The layoffs, which she called "refinements," are part of the company's approaches "to increase our capacity while improving out cost structure, focusing our efforts, and improving our return on investments." In paragraphs before mentioning the layoffs, Tejada referenced the uncertainty of macroeconomic conditions and said the company is changing its current operating mode.
PagerDuty, which uses machine learning to keep companies' IT teams updated on real-time security issues, went public in April 2019. The company's stock price is down around 7% over the past year.
Tejada did not immediately respond to Insider's request for comment.
Her decision to include King's quote did not go over well with some Twitter users, with one person asking what the reverend and activist has to do with layoffs.
Tom Gara, a technology communications manager at Meta, said on Twitter that Tejada's email was an "all time classic bad layoff announcement."
—Tom Gara (@tomgara) January 24, 2023
Some Twitter users even said the email looked like it was written by an AI bot.
—Gergely Orosz (@GergelyOrosz) January 25, 2023
Although King is largely remembered for his civil rights activism, he was also a proponent of unions and workers' rights. When King was assassinated in 1968, he was in Memphis, Tennessee, supporting striking sanitation workers.
In a 1961 speech that King made at the American Federation of Labor and Congress of Industrial Organizations' annual convention, he talked about how the labor movement at the time "enlarged" "the strength of the nation."
"By raising the living standards of millions, labor miraculously created a market for industry and lifted the whole nation to undreamed of levels of production," King said. "Those who today attack labor forget these simple truths, but history remembers them."

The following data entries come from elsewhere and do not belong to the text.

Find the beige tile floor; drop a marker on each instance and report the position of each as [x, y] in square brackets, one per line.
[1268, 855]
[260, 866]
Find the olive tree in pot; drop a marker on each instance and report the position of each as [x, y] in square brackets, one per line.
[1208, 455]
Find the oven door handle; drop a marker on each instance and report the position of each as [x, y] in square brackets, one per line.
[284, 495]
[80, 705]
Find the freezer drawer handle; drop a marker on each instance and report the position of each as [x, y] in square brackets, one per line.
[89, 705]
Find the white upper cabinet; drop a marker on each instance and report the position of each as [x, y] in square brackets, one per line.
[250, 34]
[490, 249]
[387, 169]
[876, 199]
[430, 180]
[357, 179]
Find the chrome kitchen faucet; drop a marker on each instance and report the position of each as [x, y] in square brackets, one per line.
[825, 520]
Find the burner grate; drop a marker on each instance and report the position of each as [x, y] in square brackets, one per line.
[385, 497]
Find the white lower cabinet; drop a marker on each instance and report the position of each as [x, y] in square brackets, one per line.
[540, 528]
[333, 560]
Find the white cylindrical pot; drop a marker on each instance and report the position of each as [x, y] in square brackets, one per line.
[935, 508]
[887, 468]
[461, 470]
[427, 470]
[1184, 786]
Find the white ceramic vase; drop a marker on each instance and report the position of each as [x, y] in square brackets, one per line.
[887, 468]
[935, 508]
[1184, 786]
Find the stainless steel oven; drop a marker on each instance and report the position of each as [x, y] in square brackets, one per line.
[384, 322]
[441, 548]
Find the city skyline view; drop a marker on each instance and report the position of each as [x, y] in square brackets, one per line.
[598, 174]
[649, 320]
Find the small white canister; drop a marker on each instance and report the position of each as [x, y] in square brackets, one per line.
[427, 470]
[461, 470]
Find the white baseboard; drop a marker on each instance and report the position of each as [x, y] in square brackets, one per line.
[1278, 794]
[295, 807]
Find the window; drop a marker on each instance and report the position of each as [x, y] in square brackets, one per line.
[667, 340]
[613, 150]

Tejada, who became CEO of the San Francisco-based company in 2016, has referenced King before. On MLK Day this year, she tweeted another one of King's quotes, adding that PagerDuty's "Dutonians" "are volunteering to help realize our company vision of an equitable world."
Tejada currently serves as a board member at UiPath and Estée Lauder, according to her LinkedIn. Last year, she talked to The New York Times about increasing diversity on company boards, saying that when she was looking to make PagerDuty's board of eight people, she didn't have to make any compromises to make it diverse.